Consolidating credit card debt with mortgage

07-Jan-2016 15:53

This means that although your mortgage interest rate is going to be a lot lower than the interest rate on your credit card debt, you could spend much of what you save paying for the closing costs.Unfortunately, it will likely take you longer to repay your mortgage and credit card debt if you add to your mortgage balance.There are many arguments that people make in favor of refinancing a home mortgage to take out cash to pay off their debt.For instance, mortgage interest is tax-deductible, while interest on credit card debt is not.However, the opinions expressed here are ours alone and at no time has the editorial content been provided, reviewed, or approved by any issuer.

A mortgage lender has far fewer legal hoops to jump through to affect your home ownership rights, and, in some states that allow for non-judicial foreclosures, it doesn’t even have to go to court to foreclose once you stop making payments.

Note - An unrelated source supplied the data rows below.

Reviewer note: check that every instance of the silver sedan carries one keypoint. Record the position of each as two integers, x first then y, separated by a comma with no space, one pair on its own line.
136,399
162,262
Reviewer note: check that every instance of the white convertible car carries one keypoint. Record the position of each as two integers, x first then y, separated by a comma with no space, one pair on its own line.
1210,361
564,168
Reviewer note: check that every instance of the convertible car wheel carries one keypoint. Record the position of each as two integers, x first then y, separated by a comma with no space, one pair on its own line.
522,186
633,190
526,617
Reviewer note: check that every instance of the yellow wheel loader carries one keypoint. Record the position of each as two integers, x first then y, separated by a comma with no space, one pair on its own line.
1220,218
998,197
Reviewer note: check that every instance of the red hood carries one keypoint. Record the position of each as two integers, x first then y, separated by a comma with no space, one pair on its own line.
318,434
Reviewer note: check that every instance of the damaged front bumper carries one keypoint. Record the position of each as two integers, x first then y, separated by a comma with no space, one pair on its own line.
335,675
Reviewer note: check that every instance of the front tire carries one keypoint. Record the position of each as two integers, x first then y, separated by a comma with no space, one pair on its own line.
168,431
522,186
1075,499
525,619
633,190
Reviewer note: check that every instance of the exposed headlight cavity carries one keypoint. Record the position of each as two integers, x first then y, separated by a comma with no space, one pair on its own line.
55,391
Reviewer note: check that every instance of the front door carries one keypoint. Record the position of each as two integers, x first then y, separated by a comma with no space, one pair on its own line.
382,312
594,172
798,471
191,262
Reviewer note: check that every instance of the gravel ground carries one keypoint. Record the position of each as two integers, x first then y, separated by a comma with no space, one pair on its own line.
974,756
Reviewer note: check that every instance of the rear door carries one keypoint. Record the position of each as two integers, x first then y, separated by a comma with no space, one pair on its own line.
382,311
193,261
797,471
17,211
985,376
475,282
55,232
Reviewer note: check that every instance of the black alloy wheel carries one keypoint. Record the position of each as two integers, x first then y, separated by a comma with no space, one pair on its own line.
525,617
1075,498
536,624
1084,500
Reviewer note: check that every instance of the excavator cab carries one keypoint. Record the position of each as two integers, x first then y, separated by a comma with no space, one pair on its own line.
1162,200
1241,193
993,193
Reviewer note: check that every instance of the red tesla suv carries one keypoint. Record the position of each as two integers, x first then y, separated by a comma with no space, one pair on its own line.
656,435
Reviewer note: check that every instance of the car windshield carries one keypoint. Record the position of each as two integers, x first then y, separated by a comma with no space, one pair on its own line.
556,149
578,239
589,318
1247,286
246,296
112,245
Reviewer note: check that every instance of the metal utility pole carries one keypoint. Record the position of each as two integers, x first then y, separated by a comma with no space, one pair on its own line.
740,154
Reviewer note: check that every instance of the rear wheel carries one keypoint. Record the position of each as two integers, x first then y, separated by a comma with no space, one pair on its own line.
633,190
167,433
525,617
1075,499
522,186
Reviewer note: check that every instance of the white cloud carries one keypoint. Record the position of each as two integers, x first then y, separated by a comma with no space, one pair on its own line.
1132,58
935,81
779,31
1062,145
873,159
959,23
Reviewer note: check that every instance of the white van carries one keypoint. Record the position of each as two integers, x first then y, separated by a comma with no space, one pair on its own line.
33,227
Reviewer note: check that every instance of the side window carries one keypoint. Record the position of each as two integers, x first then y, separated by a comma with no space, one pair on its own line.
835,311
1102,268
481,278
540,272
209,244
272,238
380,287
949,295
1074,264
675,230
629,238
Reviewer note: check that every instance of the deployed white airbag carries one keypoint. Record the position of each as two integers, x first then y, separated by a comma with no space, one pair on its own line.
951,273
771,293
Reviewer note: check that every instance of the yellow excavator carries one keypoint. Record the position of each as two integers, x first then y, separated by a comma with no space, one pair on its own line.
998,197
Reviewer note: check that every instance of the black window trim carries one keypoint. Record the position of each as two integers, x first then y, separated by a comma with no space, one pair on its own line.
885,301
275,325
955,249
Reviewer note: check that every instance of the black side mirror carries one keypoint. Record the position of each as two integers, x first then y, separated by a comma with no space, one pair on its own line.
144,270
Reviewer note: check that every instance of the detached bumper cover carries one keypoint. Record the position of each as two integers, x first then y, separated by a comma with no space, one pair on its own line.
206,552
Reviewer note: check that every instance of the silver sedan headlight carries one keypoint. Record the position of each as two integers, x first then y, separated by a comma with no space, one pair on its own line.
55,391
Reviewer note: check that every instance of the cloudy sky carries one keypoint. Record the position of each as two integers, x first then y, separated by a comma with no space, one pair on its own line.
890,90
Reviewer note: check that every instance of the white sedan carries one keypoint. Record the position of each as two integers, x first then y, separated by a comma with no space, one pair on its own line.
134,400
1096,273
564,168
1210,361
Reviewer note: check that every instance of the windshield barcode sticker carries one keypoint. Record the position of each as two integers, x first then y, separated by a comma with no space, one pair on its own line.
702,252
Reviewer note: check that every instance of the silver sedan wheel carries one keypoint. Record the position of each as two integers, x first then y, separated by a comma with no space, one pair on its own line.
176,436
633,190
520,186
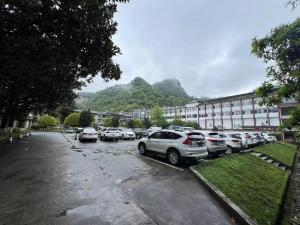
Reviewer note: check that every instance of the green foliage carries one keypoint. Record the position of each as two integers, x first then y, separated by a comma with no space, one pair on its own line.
65,110
51,48
46,120
293,121
72,120
147,123
107,122
177,122
115,121
86,118
281,50
250,183
137,94
157,117
281,151
137,124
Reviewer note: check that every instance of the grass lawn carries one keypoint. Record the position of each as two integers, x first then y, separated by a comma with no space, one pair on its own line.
251,183
282,151
5,136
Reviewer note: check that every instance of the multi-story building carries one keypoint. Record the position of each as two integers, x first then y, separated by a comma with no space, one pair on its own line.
232,112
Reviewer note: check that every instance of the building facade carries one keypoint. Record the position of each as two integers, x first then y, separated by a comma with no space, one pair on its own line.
238,112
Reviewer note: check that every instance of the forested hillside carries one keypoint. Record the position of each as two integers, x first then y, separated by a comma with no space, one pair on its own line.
137,94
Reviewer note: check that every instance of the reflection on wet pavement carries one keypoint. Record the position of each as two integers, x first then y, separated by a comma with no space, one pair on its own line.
62,181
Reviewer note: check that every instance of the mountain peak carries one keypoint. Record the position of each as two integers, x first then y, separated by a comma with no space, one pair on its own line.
136,94
138,81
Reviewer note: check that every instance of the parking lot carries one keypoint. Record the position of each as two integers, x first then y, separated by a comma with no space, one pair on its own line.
63,181
170,195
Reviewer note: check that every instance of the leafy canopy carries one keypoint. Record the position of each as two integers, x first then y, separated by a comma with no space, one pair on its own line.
72,120
50,48
46,120
85,118
281,50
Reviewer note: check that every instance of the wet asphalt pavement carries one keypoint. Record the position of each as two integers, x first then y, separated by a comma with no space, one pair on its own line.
49,178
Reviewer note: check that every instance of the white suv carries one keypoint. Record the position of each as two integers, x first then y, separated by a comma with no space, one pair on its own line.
174,145
109,133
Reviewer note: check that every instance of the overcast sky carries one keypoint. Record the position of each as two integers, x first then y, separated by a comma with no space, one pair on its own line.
205,44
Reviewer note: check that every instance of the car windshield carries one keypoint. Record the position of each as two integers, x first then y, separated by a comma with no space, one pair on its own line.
89,130
195,135
127,130
214,135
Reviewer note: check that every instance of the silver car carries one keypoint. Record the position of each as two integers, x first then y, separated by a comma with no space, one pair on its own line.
215,144
174,145
89,134
233,143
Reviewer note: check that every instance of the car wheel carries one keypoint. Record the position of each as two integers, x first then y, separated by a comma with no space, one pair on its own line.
142,149
228,150
173,157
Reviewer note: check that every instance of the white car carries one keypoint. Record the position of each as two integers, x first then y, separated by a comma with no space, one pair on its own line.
233,143
89,134
242,137
153,129
215,144
268,138
109,133
127,134
174,145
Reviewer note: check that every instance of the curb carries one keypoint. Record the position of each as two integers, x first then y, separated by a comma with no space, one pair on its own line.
239,215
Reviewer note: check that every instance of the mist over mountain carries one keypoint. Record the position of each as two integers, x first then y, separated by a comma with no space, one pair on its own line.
137,94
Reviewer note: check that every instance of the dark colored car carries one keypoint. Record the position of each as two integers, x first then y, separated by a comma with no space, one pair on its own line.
140,133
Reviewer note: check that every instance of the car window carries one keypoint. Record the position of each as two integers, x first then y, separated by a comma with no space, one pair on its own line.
156,135
170,135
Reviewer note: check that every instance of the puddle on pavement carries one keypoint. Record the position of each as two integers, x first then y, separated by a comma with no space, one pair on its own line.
85,211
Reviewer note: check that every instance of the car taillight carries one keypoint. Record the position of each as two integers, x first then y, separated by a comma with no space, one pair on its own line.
187,141
214,140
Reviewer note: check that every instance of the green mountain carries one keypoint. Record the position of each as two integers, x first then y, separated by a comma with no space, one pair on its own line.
135,95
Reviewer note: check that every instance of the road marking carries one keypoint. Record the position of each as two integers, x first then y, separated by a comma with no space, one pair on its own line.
174,167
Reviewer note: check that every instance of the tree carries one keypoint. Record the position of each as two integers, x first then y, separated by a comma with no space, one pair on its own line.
66,109
281,50
115,121
72,120
147,123
107,122
85,118
137,124
51,48
46,120
157,117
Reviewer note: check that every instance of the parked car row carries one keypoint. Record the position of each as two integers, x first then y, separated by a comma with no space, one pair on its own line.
187,143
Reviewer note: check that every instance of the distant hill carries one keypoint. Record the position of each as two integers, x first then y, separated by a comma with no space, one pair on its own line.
135,95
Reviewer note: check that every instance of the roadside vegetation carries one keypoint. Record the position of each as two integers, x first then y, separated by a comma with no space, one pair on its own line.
281,151
251,183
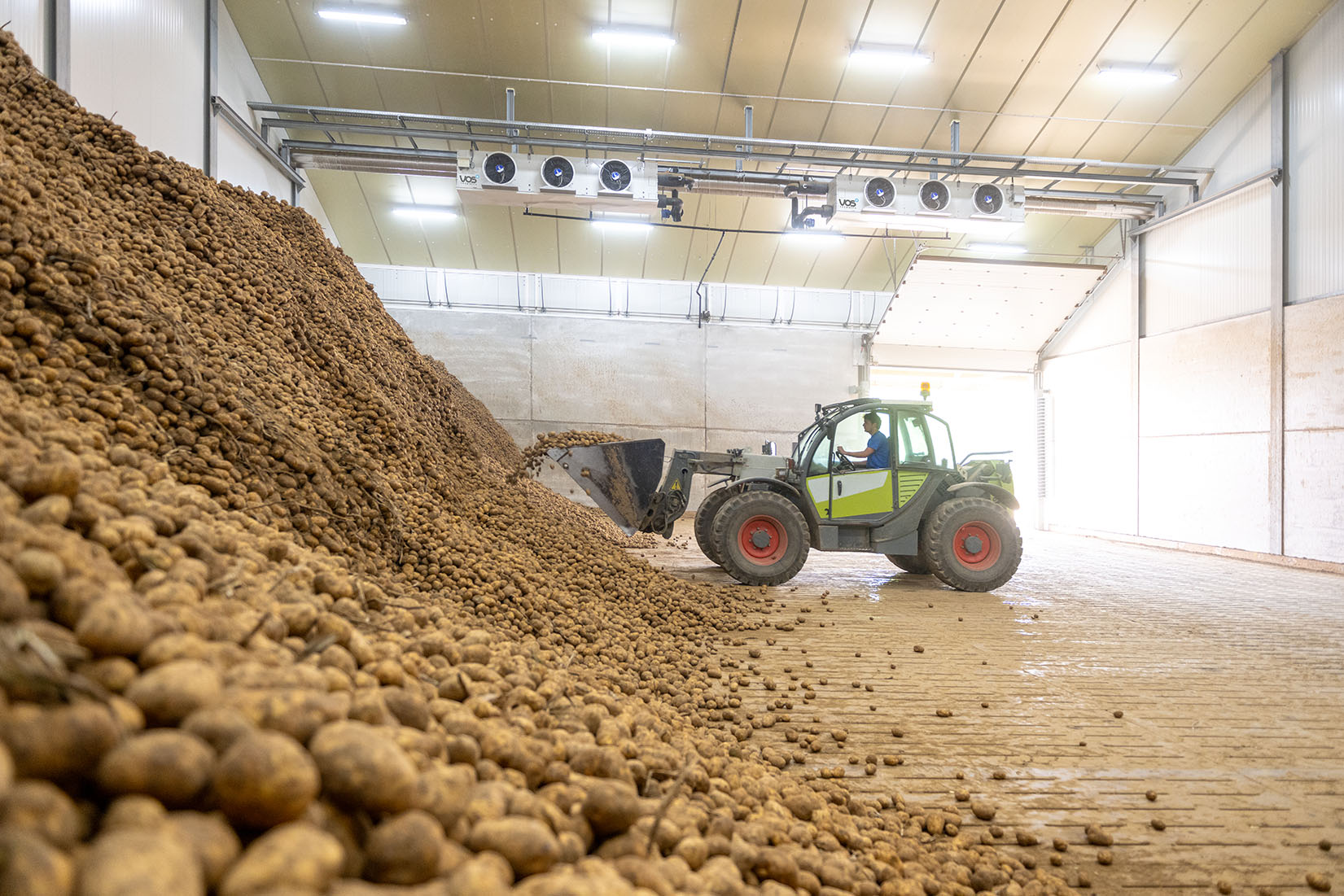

If you are considering doing this, realize that it’s rarely if ever a good idea to pay off credit card debt with the equity in your home.

For example, if your house is worth 0,000 but you only owe 0,000 on your mortgage, you could potentially remove some of the equity in order to pay off debt with a higher interest rate attached to it than what you pay on your mortgage.

Furthermore, credit cards can have interest rates as high as 30%, while mortgage interest rates are normally less than 6%.

Considering these benefits, why not do a cash-out refinance to get rid of your high-interest credit card debt?

A mortgage lender has far fewer legal hoops to jump through to affect your home ownership rights, and, in some states that allow for non-judicial foreclosures, it doesn’t even have to go to court to foreclose once you stop making payments.If you are considering doing this, realize that it’s rarely if ever a good idea to pay off credit card debt with the equity in your home.For example, if your house is worth 0,000 but you only owe 0,000 on your mortgage, you could potentially remove some of the equity in order to pay off debt with a higher interest rate attached to it than what you pay on your mortgage.Furthermore, credit cards can have interest rates as high as 30%, while mortgage interest rates are normally less than 6%.Considering these benefits, why not do a cash-out refinance to get rid of your high-interest credit card debt?However, under either a Chapter 7 or a Chapter 13 bankruptcy, you can’t discharge mortgage debt if you want to keep your home, and you must keep paying your mortgage and reaffirm your commitment to do so.